In the statement made by Fitch, it was emphasized that sticky inflation, weak income growth and worsening Consumer Confidence in the USA paved the way for a below-trend increase in consumer spending in the second half of 2024.

It was stated in the statement that the increase in household real disposable income was 1.7 percent in the first quarter, and that this was a significant decrease compared to the 4.1 percent increase in the previous two quarters.

In the statement, it was pointed out that real labor income, which makes the largest contribution to total income, remained stable at 2.7 percent in the first quarter of the year, and it was stated that the cooling of the labor market will probably contribute to a further weakening of income growth in the second half of 2024.

Savings declined

In the statement, it was noted that the net wealth of consumers increased by 8.3 percent in 2023 due to the recovery in the stock market and real estate capital, and that consumers continued to use excess savings of an average of $ 44 billion per month since January.
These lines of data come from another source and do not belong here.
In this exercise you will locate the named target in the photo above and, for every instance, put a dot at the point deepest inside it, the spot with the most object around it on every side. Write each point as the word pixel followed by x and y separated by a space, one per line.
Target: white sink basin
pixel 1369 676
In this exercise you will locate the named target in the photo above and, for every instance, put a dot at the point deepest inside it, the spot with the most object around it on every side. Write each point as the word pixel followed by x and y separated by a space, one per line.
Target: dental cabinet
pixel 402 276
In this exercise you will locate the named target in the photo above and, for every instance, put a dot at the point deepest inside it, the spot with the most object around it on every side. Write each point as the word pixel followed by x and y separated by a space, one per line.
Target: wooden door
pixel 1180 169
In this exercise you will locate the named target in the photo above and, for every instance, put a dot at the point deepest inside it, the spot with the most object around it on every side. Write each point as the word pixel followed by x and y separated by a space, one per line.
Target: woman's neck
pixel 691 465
In the statement, it was emphasized that the estimated excess savings decreased by 46 percent from the peak of $ 2.1 trillion in August 2021 to $ 1 trillion in March 2024.

It was stated in the statement that debt service is expected to show a higher trend in the coming quarters due to higher financing costs lasting longer, and that the annual increase in credit card expenditures, which peaked at 15.1 percent in the last quarter of 2022, decreased to 7.9 percent in the first quarter of this year.

Fitch increased its year-end inflation forecast in the USA to 2.9 percent

In the statement, it was pointed out that sticky services inflation and the still high nominal wage increase may cause the Fed to act very cautiously before starting interest rate cuts, and said, “Recent data showed that there is an increase in the core inflation momentum. Fitch has revised its end-2024 Consumer Price Index (CPI) forecast.” “The recent reversal in the momentum of basic services complicates the timing of interest rate cuts in the second half of the year.”

Olu Sonola, Head of Fitch US Economic Research, whose views were included in the statement, stated that consumer expenditures in the USA, which increased by 2.2 percent last year, are expected to increase by 1.9 percent this year, and said, “Further slowing of income growth, spending of pandemic savings and high real interest rates will continue.” “Due to this, most of the slowdown is expected to start in the second half of 2024,” he said.